Pasé dos días en la clínica para controlar una pequeña hemorragia y una infección que no gustaban a los médicos. Querían que me quedara una semana, pero yo no opinaba lo mismo. Me despedí y volví a casa en taxi. Mi madre me recibió en la puerta. Tenía una pluma en la mano, un sobre de color marrón claro en la otra, y las gafas de leer en el extremo de la nariz.
– Olivia, ¿qué demonios…? -dijo-. El médico me dijo que…
– Necesito dinero para el taxi -contesté, y dejé que se ocupara de ello mientras yo entraba en el comedor y me servía una copa.
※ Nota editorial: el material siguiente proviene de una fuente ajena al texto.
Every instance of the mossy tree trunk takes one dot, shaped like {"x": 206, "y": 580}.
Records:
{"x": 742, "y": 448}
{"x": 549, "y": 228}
Me quedé junto al bufete y pensé muy seriamente en lo que iba a hacer a continuación. No con mi vida, sino con la noche.
Engullí una ginebra. Me serví otra. Oí que la puerta principal se cerraba. Los pasos de mi madre se acercaron por el pasillo y se detuvieron en el umbral del comedor. Habló a mi espalda.
– El doctor me habló de una hemorragia. De una infección.
– Están controladas.
Di vueltas a la ginebra en el vaso.
– Olivia, me gustaría aclarar que no fui a verte porque dijiste que no me querías allí.
– Tienes razón, Miriam.
Di unos golpecitos con la uña al cristal, y observé que el sonido aumentaba en profundidad cuando subía desde el fondo hasta el borde, al contrario de lo que cabía esperar.
– Como no pudiste volver a casa la misma noche, tuve que decirle algo a tu padre para que…
– ¿Es incapaz de asumir la verdad?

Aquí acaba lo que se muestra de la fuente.